Created attachment 1308622 [details] engine and vdsm log Description of problem: Power management operations fail on the bladecenter agent. For example running on test command on the bladecenter agent, the engine shows Test failed: Internal JSON-RPC error Version-Release number of selected component (if applicable): ovirt-engine-4.2.0-0.0.master.20170731224404.git1758643.el7.centos.noarch fence-agents-bladecenter-4.0.11-66.el7.x86_64 vdsm-4.20.1-280.gite07b232.el7.centos.x86_64 How reproducible: 100% Steps to Reproduce: 1. Configure power management on bladecenter host 2. Run test command 3. Actual results: Test failed: Internal JSON-RPC error Expected results: Test succeeds without any problems Additional info: On power management proxy I can see error 2017-08-03 11:00:15,715+0300 DEBUG (jsonrpc/7) [root] FAILED: <err> = 'Failed: Unable to obtain correct plug status or plug is not available\n\n\n'; <rc> = 1 (commands:94) 2017-08-03 11:00:15,716+0300 INFO (jsonrpc/7) [jsonrpc.JsonRpcServer] RPC call Host.fenceNode failed (error 1) in 0.80 seconds (__init__:592)
The important part is: 'Failed: Unable to obtain correct plug status or plug is not available\n\n\n' which mean that your fence agent settings are incorrect. So are you sure that test using the same settings was successful in previous oVirt version (as you have entered this is a regression)? If not sure or using the fence agent for the 1st time, please take a look at you bladecenter settings and consult fence_bladecenter man page to find out all options which are needed to use that fence device.
I rechecked the problem, and it was some problem with the host power management after eng-ops help, all works as expected and "test" command returns correct message: "Test successful: power on" But I believe we still can improve the messaging under the UI, something like "Host power management not reachable" instead of "Test failed: Internal JSON-RPC error". What do you think Eli?

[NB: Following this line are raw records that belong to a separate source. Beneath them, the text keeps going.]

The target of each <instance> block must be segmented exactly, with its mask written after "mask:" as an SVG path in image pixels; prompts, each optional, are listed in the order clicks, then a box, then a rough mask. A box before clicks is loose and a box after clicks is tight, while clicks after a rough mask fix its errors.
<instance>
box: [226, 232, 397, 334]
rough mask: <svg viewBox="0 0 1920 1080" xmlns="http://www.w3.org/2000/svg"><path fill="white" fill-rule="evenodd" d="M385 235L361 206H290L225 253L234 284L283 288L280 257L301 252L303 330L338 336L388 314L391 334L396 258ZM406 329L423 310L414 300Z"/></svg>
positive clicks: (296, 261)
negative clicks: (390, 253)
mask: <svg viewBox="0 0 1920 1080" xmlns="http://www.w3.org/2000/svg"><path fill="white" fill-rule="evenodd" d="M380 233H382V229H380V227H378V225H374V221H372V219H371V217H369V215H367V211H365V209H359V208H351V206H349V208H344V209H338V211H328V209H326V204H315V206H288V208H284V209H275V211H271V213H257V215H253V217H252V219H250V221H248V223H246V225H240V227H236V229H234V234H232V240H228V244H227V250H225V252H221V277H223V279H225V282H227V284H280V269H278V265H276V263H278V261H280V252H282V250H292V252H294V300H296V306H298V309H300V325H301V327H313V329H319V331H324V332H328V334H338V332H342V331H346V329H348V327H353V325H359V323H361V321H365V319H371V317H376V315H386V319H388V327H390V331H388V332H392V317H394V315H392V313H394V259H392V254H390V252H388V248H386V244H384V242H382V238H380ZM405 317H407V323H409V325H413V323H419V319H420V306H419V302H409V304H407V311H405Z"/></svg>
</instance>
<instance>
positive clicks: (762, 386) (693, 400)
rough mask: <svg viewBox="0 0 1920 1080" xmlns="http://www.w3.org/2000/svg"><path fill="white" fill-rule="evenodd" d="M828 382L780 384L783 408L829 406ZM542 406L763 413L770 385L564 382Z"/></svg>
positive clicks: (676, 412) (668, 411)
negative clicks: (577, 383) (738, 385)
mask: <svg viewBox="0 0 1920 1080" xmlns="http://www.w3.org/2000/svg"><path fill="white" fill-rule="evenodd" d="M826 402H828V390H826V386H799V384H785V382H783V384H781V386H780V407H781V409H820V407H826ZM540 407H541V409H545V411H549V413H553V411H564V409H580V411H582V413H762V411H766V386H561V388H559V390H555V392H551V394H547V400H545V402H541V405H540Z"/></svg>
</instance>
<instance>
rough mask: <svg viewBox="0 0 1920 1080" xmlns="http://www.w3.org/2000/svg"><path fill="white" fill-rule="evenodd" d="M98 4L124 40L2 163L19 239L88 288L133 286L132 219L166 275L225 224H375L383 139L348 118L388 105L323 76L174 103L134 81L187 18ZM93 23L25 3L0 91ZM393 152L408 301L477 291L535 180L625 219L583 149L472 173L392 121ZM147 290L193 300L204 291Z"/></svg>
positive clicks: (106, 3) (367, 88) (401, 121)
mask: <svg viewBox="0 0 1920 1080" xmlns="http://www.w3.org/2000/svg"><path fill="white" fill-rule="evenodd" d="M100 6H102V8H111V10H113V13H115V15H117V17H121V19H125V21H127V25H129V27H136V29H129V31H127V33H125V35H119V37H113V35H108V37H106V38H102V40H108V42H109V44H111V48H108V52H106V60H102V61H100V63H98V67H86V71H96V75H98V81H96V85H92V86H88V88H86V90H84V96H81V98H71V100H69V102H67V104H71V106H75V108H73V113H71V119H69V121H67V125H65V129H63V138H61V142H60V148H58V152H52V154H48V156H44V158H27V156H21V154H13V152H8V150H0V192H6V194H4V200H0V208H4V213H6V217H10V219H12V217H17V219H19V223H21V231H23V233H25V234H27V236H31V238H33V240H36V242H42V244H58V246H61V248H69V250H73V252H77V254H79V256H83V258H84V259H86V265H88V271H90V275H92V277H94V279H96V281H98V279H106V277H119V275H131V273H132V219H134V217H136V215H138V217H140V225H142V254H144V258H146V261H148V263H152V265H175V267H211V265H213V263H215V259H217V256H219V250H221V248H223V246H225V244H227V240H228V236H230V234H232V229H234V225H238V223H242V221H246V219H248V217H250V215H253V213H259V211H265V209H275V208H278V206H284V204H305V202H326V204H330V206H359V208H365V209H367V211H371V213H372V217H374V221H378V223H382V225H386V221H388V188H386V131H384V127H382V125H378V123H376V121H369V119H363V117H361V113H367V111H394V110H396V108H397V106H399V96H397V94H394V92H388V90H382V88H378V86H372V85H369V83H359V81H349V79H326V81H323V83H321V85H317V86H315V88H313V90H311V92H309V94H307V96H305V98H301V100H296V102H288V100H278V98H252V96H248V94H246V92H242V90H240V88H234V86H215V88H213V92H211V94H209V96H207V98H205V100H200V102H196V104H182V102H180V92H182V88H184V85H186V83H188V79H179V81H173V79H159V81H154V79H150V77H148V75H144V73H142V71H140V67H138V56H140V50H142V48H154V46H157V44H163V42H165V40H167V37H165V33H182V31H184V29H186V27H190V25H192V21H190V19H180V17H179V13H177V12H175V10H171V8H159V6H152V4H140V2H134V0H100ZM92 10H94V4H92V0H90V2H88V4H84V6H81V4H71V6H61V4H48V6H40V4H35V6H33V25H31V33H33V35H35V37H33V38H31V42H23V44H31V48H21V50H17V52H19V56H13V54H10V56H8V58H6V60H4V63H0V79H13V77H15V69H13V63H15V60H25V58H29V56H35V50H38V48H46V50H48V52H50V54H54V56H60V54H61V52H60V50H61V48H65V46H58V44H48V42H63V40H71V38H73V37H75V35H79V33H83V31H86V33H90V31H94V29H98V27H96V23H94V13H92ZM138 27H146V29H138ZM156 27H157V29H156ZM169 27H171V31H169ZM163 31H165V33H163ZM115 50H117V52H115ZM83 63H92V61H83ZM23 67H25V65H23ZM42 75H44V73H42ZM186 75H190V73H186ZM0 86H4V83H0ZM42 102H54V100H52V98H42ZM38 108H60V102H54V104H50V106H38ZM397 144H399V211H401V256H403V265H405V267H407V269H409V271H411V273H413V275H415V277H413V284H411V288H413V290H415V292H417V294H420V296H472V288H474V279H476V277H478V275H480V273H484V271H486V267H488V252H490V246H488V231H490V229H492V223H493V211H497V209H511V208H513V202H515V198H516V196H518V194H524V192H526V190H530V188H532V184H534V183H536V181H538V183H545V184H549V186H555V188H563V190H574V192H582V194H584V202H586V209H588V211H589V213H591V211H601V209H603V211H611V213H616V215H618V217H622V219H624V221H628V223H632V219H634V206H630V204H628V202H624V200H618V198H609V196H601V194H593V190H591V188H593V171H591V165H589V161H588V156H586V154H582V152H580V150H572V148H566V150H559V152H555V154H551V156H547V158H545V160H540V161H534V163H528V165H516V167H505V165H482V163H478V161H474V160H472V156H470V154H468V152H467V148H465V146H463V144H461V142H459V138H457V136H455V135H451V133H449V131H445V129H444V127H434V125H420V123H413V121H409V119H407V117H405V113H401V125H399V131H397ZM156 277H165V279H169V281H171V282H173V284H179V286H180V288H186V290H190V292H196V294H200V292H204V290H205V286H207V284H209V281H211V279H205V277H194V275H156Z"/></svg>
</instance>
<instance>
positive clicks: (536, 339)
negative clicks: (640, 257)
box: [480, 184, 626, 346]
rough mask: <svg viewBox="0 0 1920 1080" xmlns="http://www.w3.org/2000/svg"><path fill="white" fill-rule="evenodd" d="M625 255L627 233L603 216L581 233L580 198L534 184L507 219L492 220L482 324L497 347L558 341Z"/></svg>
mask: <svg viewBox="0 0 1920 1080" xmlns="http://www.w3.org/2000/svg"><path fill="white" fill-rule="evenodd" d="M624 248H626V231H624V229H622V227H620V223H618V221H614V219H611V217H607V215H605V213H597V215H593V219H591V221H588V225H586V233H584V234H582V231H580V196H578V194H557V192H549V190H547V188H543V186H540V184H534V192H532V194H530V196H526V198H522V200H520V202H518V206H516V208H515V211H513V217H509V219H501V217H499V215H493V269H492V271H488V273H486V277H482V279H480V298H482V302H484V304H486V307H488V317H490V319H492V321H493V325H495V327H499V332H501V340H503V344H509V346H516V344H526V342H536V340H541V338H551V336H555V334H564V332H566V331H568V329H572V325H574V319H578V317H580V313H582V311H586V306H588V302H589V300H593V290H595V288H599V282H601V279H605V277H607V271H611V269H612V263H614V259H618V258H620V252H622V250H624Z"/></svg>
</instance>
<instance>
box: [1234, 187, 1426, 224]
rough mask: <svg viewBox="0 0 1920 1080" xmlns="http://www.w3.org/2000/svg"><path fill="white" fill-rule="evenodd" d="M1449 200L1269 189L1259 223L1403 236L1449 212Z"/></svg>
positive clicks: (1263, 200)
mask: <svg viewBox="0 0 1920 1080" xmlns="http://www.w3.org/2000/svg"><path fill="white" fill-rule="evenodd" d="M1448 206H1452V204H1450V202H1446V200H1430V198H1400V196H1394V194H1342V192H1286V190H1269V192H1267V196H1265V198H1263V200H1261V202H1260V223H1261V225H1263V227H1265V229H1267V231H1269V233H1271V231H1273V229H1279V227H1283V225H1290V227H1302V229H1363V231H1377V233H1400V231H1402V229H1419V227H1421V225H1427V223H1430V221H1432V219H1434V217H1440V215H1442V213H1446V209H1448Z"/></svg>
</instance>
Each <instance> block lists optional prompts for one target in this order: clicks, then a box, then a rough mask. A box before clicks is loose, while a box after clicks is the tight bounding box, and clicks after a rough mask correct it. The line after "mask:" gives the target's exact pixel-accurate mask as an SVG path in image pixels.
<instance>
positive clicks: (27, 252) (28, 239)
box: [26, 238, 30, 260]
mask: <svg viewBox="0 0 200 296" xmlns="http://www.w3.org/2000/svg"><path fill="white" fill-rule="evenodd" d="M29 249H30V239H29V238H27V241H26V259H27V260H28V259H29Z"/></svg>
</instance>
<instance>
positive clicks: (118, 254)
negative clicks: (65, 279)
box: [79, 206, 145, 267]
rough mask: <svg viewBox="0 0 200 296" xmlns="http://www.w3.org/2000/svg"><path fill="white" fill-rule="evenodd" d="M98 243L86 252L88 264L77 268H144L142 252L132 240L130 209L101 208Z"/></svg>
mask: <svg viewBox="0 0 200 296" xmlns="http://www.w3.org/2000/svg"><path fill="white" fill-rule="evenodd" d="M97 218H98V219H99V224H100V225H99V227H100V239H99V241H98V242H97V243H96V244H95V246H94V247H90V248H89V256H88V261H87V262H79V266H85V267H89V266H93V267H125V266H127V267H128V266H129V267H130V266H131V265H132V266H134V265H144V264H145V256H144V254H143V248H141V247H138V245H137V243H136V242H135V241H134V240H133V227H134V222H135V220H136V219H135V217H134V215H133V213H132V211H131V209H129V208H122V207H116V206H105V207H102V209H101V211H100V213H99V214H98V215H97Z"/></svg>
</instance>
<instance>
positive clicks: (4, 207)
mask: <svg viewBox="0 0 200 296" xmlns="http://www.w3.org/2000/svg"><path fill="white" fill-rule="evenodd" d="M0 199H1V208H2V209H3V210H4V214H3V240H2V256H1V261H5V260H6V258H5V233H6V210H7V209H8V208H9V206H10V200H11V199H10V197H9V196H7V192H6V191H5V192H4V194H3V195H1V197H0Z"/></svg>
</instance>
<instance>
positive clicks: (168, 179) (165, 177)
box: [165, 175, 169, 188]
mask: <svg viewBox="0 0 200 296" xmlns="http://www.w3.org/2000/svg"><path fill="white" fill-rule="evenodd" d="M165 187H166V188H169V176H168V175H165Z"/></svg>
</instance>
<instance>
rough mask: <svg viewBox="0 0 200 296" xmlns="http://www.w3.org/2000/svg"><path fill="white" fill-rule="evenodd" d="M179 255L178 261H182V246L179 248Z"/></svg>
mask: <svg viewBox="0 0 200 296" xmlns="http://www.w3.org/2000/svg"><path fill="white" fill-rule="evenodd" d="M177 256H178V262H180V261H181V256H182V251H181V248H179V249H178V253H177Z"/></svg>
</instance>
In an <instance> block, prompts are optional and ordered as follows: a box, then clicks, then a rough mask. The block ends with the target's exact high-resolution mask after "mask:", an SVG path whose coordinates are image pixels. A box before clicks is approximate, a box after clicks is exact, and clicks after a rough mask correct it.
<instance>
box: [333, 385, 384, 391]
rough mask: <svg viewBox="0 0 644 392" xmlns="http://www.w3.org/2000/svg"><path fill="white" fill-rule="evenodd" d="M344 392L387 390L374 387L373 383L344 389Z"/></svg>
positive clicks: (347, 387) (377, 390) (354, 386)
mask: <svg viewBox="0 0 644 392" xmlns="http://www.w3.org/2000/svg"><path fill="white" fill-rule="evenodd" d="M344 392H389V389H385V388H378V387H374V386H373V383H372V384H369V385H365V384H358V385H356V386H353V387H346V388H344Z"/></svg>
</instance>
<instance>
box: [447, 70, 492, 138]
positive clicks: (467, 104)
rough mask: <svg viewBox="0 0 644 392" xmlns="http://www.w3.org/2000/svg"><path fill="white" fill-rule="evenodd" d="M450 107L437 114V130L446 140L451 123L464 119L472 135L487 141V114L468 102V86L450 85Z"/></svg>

(In reply to Artyom from comment #2) > What do you think Eli? The UI does not know that the "Host power management not reachable", it just reflects the message coming from the engine. Since this is a corner case in which you has a physical problem on the fencing device I think that the message is OK. Anyway, in any case the power management fails via the engine, the first step we request the reporter to do is to try to access the fencing agents directly via the fence-agents package scripts in the host /usr/sbin directory and in this case he will see the exact cause We have to understand here that we have a call from UX=>engine=>VDSM=>fence script, so in any problem we should investigate starting on the script end point.